Why this matters for actual betting. Say you’re looking at a live BTC bet on an A-League match and Book 1 is offering 2.15 decimal while Book 2 is offering -118 American. Which is the better price? Convert: 2.15 decimal = 46.5 per cent implied; -118 American = 118/218 = 54.1 per cent implied. Wait — those aren’t the same market. Let me use a cleaner example. Book 1 offers 2.15 decimal (46.5 per cent). Book 2 offers +115 American (100/215 = 46.5 per cent). Same price, different format. Being able to check that in your head in five seconds is the reason to internalise these conversions.
The broader principle: once you’re comparing implied probabilities rather than raw odds, you can see immediately which book is offering the best price, and you can calculate the vig on any market by summing the implied probabilities of all outcomes. A two-way market where both sides add to 105 per cent has a 5 per cent vig (calculated as (sum – 100) / sum = 5/105 = 4.76 per cent hold). That arithmetic is the backbone of book-selection, and the deeper maths on how to compare books without getting fooled lives in the piece on reading the house edge and vig on crypto sportsbooks.
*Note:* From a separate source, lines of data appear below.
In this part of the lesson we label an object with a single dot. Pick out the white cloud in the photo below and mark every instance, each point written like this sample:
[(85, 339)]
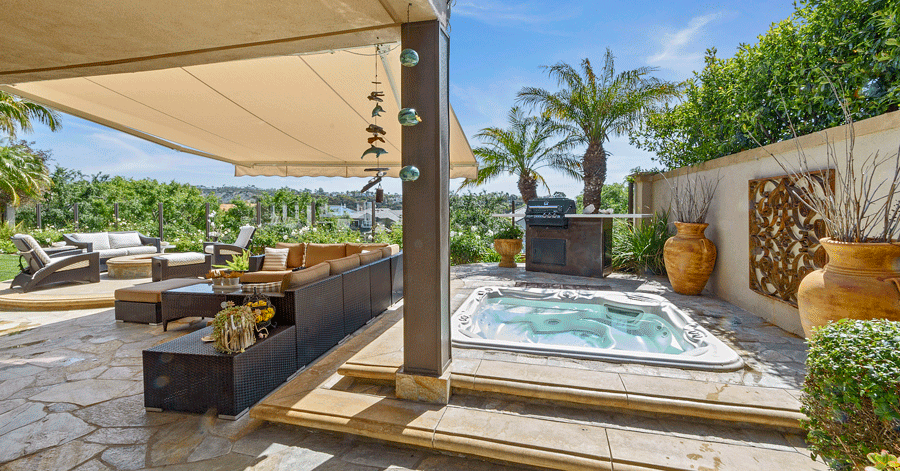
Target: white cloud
[(681, 49), (514, 14)]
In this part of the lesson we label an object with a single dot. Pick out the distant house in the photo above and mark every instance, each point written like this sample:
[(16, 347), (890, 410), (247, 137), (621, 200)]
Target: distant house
[(362, 220)]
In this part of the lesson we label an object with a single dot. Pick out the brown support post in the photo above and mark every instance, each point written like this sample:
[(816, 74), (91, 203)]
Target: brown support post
[(161, 221), (426, 210)]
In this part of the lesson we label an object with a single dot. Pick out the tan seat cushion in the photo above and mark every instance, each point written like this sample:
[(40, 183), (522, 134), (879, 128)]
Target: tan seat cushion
[(366, 258), (341, 265), (152, 292), (275, 260), (353, 247), (306, 276), (264, 276), (295, 254), (318, 253)]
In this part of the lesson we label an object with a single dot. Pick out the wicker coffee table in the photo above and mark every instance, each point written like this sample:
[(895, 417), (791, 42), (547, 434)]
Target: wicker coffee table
[(129, 267), (200, 300), (189, 375)]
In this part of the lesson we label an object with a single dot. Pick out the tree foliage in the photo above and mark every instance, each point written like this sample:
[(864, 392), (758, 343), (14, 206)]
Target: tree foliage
[(781, 80), (522, 150), (16, 114), (592, 106)]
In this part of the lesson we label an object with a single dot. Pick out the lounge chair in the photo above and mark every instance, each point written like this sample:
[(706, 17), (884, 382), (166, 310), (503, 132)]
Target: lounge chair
[(222, 253), (43, 269)]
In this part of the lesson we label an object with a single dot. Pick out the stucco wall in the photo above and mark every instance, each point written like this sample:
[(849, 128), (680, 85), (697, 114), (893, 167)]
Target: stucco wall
[(728, 217)]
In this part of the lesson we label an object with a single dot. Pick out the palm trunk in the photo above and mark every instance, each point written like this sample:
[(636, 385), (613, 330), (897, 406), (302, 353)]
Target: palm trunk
[(594, 164), (527, 187)]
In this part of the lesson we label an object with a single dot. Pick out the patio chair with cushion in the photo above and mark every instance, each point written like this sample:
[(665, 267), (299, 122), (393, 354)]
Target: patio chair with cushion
[(42, 269), (222, 253)]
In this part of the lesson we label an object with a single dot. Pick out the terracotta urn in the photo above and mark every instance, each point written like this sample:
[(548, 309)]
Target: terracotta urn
[(860, 281), (689, 258), (508, 249)]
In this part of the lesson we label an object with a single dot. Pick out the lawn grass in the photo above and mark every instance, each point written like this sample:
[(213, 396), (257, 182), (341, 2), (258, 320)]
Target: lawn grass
[(9, 266)]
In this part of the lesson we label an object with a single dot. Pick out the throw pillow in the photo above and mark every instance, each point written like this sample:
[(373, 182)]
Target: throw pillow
[(124, 241), (276, 259), (299, 278), (295, 255), (341, 265), (318, 253)]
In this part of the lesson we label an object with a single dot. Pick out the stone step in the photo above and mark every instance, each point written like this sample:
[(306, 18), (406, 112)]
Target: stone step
[(525, 438), (770, 407)]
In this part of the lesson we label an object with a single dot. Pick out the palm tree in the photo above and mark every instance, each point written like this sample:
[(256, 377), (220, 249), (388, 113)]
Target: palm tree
[(588, 109), (23, 174), (17, 114), (521, 150)]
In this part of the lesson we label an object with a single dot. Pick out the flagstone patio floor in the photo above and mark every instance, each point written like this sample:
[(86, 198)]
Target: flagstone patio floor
[(71, 392)]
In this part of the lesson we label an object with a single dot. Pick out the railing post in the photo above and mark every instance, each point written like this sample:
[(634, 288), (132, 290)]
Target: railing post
[(160, 221)]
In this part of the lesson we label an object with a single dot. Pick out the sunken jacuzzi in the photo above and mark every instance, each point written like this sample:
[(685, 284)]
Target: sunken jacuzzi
[(595, 325)]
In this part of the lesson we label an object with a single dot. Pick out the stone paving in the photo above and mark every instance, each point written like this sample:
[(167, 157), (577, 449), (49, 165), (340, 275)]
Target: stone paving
[(71, 392), (71, 398)]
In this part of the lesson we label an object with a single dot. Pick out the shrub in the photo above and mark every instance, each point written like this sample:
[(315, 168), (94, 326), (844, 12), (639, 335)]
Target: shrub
[(639, 248), (852, 391), (511, 231)]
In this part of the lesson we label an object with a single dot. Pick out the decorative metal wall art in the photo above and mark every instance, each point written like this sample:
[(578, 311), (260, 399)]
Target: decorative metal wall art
[(784, 235)]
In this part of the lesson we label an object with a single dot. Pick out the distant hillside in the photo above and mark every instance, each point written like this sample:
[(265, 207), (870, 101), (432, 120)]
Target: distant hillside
[(350, 199)]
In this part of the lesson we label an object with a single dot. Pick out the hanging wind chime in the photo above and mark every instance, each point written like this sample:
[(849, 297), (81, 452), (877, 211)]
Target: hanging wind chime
[(408, 116), (377, 133)]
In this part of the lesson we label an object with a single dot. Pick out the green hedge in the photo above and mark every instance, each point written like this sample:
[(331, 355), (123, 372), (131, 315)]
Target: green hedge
[(852, 391), (783, 78)]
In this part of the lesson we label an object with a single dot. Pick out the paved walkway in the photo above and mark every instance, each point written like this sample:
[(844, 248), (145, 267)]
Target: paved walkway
[(71, 398), (71, 393)]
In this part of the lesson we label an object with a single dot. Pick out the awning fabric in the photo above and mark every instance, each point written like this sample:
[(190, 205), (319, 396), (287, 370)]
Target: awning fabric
[(294, 115)]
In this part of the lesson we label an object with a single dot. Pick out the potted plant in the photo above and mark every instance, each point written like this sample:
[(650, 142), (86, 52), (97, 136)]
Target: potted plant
[(234, 328), (229, 275), (688, 255), (508, 243), (861, 215)]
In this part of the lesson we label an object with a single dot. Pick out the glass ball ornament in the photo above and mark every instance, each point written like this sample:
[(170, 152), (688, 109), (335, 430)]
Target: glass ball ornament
[(409, 58), (409, 173), (409, 117)]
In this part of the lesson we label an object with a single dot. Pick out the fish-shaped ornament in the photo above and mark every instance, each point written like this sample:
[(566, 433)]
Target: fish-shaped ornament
[(375, 129), (374, 150)]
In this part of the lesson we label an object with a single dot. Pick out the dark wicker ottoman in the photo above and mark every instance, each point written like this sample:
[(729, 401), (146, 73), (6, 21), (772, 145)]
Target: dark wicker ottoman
[(189, 375), (197, 300), (143, 303)]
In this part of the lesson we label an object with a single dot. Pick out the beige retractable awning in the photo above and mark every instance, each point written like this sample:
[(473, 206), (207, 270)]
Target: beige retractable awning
[(296, 115)]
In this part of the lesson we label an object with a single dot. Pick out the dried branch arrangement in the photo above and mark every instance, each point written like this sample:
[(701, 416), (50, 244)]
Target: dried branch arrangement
[(861, 207), (691, 197)]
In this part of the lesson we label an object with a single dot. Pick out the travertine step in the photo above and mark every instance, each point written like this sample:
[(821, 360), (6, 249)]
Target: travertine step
[(529, 440)]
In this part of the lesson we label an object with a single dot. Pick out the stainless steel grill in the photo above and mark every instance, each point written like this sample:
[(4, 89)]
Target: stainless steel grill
[(549, 212)]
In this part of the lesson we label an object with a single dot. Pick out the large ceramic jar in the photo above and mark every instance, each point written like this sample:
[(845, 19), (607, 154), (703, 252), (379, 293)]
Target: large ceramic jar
[(860, 281), (689, 258), (508, 249)]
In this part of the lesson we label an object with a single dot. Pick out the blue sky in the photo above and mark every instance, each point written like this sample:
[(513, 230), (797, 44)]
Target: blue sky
[(497, 47)]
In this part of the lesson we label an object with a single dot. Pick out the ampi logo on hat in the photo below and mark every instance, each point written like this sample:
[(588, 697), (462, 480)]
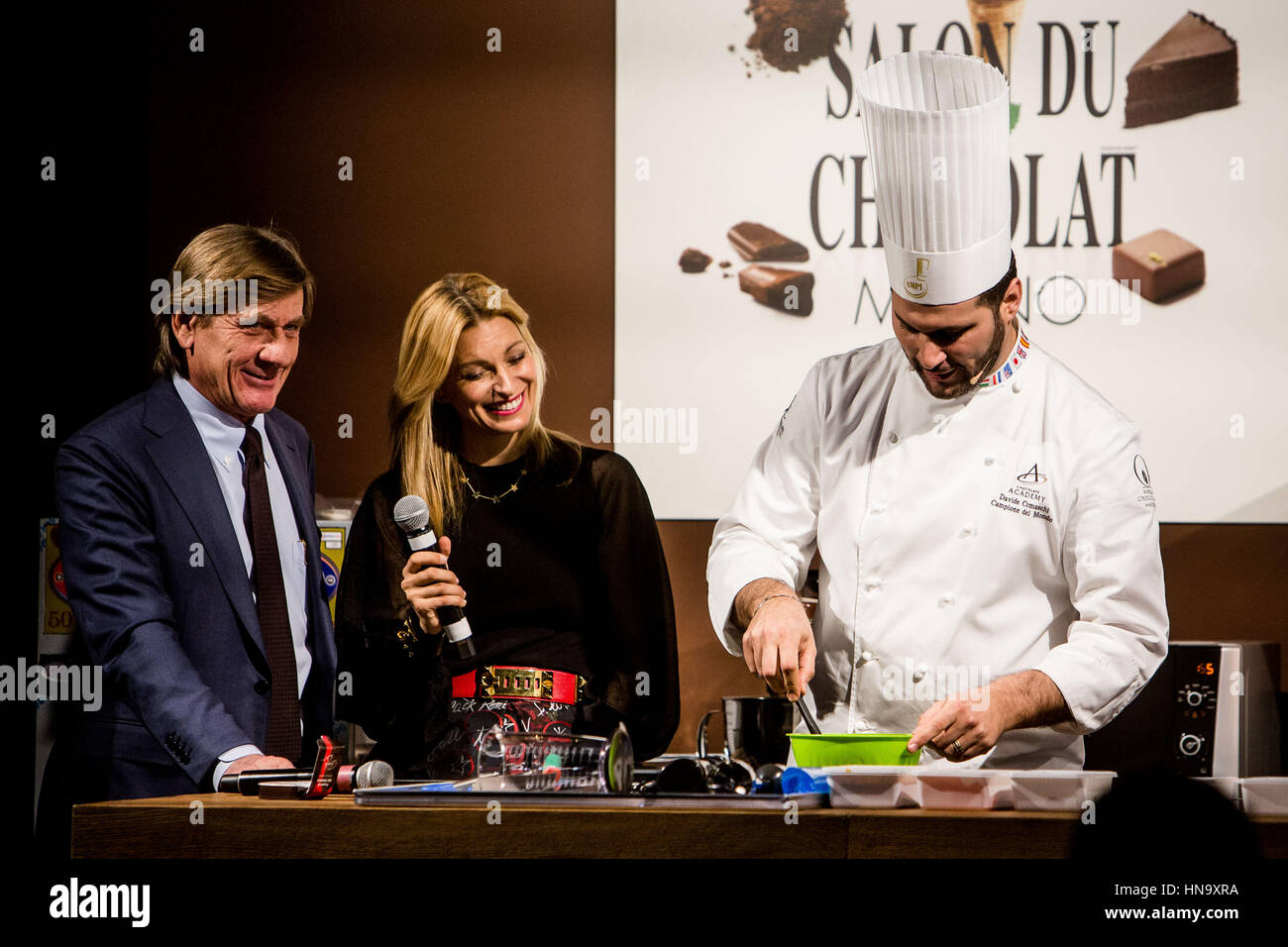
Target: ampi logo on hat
[(918, 285)]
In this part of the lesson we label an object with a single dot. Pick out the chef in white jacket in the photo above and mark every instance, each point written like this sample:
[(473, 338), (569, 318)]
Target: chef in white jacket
[(991, 578)]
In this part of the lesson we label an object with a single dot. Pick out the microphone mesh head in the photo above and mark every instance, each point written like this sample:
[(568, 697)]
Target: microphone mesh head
[(374, 774), (411, 513)]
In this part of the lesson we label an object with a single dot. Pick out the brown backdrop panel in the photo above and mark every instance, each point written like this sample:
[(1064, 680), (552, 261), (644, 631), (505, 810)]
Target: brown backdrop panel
[(1224, 581)]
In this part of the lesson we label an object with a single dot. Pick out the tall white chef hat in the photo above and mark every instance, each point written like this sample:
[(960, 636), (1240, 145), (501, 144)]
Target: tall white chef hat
[(938, 128)]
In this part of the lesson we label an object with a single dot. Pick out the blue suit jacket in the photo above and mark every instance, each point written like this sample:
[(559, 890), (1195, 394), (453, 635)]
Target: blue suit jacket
[(160, 592)]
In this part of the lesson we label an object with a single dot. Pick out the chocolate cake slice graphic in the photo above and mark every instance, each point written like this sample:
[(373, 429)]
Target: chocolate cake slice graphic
[(1194, 67)]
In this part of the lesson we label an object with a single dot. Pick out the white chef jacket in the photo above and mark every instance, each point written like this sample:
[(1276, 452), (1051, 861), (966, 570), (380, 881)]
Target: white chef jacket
[(961, 540)]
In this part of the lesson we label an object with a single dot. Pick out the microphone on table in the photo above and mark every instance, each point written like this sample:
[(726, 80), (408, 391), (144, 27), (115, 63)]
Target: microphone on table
[(368, 776), (411, 513)]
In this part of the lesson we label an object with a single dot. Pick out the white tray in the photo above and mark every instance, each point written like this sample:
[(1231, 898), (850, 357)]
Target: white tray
[(1059, 789), (875, 788)]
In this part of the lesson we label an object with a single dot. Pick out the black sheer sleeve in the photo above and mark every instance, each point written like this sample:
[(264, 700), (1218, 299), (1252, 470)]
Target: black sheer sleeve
[(642, 681), (390, 678)]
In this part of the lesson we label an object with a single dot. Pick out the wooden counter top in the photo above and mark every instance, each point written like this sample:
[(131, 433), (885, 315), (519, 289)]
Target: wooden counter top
[(228, 826)]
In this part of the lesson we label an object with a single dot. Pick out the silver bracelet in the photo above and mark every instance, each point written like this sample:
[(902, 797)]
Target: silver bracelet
[(761, 603)]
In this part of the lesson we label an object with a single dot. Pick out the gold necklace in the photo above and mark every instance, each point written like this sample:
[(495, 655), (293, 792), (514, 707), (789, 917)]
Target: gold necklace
[(498, 496)]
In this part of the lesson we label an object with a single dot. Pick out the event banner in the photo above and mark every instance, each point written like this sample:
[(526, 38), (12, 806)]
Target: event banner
[(1147, 206)]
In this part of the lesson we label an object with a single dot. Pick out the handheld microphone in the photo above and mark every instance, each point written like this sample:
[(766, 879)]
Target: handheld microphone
[(347, 779), (411, 514)]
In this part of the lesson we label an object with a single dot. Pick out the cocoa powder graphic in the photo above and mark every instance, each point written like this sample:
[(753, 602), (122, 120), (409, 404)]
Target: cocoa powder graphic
[(816, 24)]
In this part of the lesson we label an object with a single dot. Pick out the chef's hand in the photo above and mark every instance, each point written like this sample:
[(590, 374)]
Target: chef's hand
[(778, 639), (961, 725), (429, 585), (966, 725)]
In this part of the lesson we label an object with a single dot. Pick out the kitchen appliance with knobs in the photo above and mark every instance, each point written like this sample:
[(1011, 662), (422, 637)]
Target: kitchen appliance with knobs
[(1209, 711)]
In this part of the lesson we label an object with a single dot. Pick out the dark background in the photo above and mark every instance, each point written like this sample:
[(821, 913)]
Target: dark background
[(464, 159)]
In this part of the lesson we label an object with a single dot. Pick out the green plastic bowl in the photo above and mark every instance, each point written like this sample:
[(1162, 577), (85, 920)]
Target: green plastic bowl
[(853, 749)]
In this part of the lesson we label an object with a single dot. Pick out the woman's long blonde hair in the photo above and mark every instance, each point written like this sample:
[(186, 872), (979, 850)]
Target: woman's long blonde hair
[(426, 433)]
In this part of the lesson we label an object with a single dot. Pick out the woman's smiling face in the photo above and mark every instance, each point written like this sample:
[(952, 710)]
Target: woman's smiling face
[(490, 386)]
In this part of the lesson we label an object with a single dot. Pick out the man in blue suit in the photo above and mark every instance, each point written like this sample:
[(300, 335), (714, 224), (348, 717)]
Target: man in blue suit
[(191, 548)]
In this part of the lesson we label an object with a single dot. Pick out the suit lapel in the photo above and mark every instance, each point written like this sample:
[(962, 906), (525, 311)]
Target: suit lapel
[(180, 455)]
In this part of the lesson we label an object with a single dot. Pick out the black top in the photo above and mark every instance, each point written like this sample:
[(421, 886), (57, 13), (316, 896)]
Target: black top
[(566, 577)]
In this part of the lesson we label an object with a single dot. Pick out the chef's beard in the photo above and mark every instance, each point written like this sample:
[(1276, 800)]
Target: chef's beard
[(973, 369)]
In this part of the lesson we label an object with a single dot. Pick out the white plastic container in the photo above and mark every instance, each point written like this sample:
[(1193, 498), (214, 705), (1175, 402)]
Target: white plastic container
[(1059, 789), (974, 789), (1265, 795), (875, 788)]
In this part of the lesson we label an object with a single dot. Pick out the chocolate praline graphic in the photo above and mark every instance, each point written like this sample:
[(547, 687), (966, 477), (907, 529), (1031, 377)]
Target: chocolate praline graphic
[(695, 261)]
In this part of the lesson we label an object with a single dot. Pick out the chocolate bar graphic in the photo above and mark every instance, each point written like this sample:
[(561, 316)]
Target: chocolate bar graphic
[(759, 243), (773, 286), (1164, 263)]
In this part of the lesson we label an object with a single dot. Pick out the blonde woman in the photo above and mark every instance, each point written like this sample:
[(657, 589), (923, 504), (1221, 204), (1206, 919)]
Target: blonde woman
[(550, 547)]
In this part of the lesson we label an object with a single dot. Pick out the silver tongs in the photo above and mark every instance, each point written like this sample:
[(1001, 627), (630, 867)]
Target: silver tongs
[(810, 723)]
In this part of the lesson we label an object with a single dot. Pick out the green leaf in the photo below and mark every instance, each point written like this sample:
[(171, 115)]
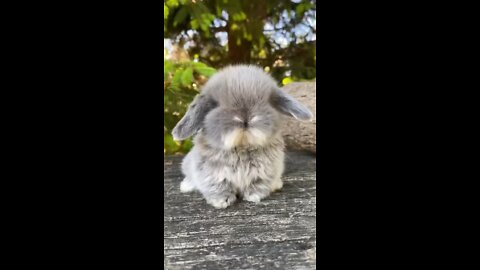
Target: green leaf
[(198, 65), (167, 69), (177, 78), (205, 71), (165, 11), (172, 3), (187, 76), (180, 16)]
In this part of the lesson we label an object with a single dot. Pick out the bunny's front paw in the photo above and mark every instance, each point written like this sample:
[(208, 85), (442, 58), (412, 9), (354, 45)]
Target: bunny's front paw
[(222, 202)]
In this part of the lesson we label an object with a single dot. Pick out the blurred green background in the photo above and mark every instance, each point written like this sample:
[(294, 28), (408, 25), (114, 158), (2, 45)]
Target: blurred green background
[(201, 36)]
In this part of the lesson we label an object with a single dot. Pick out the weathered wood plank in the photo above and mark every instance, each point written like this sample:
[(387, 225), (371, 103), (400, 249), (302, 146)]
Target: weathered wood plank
[(277, 233)]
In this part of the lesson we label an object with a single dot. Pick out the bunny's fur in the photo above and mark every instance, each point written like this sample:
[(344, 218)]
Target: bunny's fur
[(238, 147)]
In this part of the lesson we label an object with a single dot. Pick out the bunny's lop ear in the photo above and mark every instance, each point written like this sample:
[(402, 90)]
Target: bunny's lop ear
[(193, 119), (287, 105)]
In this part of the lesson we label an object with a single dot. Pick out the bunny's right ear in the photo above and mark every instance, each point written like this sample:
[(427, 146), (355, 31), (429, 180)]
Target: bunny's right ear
[(287, 105), (193, 119)]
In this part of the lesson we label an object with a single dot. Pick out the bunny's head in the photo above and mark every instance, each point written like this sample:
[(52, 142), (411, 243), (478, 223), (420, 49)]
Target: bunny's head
[(239, 106)]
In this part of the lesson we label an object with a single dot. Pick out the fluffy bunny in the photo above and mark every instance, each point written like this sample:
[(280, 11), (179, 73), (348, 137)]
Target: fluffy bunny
[(238, 146)]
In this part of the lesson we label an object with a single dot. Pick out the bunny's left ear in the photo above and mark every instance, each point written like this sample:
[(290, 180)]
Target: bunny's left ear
[(287, 105), (192, 121)]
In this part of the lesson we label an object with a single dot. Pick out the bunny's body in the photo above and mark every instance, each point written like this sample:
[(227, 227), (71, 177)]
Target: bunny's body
[(238, 148)]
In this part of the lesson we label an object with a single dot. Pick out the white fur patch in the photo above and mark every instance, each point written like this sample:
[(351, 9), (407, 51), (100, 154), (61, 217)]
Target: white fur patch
[(241, 137)]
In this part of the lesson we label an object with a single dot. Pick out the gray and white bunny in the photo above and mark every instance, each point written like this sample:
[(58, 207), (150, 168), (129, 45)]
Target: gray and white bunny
[(238, 147)]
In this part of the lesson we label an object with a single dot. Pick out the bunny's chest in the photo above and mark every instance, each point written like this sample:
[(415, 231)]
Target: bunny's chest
[(241, 170)]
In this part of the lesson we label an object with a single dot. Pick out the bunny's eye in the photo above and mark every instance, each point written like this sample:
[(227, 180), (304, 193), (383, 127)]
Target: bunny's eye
[(255, 118), (236, 118)]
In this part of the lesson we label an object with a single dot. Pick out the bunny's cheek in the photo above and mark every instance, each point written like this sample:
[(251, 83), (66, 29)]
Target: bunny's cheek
[(233, 138), (257, 137)]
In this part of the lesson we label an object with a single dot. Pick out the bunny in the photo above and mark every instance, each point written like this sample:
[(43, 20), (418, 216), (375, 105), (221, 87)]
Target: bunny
[(238, 146)]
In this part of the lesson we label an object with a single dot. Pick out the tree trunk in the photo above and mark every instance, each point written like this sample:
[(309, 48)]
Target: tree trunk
[(241, 53)]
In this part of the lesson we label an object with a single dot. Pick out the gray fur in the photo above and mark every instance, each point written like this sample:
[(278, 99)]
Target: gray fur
[(239, 149)]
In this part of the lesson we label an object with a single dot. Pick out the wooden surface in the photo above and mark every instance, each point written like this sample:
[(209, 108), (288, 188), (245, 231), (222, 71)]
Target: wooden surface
[(277, 233)]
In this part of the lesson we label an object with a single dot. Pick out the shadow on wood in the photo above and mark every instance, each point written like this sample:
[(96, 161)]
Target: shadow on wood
[(279, 232)]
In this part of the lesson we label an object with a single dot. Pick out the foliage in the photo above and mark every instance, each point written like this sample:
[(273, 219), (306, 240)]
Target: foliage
[(278, 35)]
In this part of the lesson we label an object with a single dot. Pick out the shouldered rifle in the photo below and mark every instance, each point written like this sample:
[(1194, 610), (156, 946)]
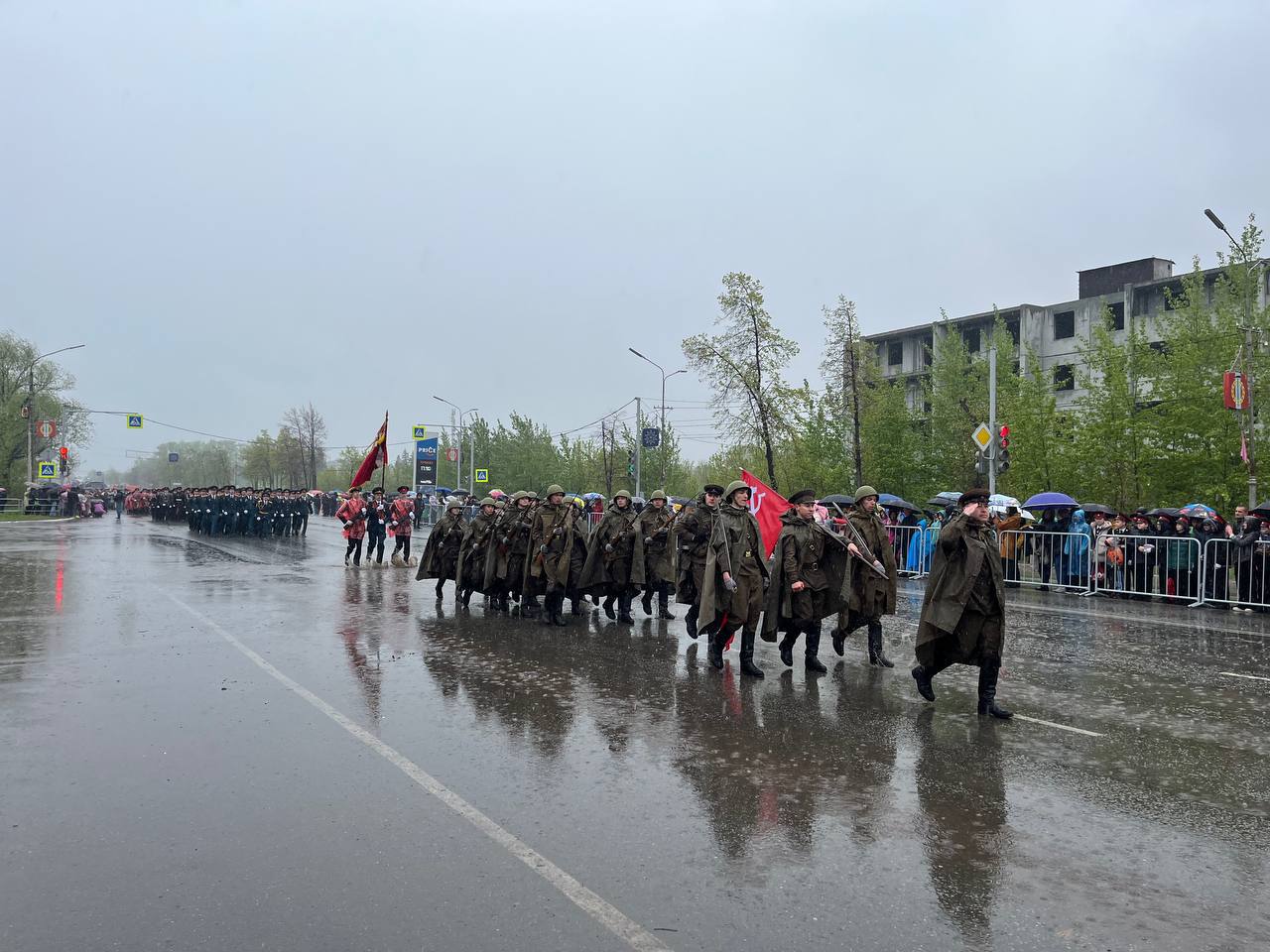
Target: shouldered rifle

Do crypto sportsbooks ever show odds in BTC rather than USD?
Odds themselves are unitless — a decimal 2.00 or an American -110 is a ratio, not a currency. What some crypto books do display differently is the payout preview: showing you ‘0.01855 BTC return’ instead of ‘A$1,200 return.’ The odds stay the same across currencies; only the stake and payout are denominated. If your book shows stakes in BTC but converts to USD for display, that’s a setting, not a pricing difference.
Why does decimal odds of 1.91 feel worse than -110 when they are the same?
They are the same price — -110 American converts to exactly 1.909 decimal, and the implied probability is identical at 52.4 per cent. The psychological difference is that 1.91 looks like ‘less than 2,’ which reads as a bad return, while -110 looks like a ‘standard’ price Americans are used to. Format familiarity shapes perception. Neither is a better deal than the other; both are the same break-even threshold.
Does format choice change my expected return at all?
No. Expected return is a function of the true probability versus the implied probability in the odds, and that relationship is format-agnostic. What format choice can affect is decision speed — a bettor fluent in decimal can compare prices faster than one fumbling through American-to-decimal conversions on a live market. Speed of decision is not the same as mathematical edge, but in-play it can determine whether you catch a move before the line resets.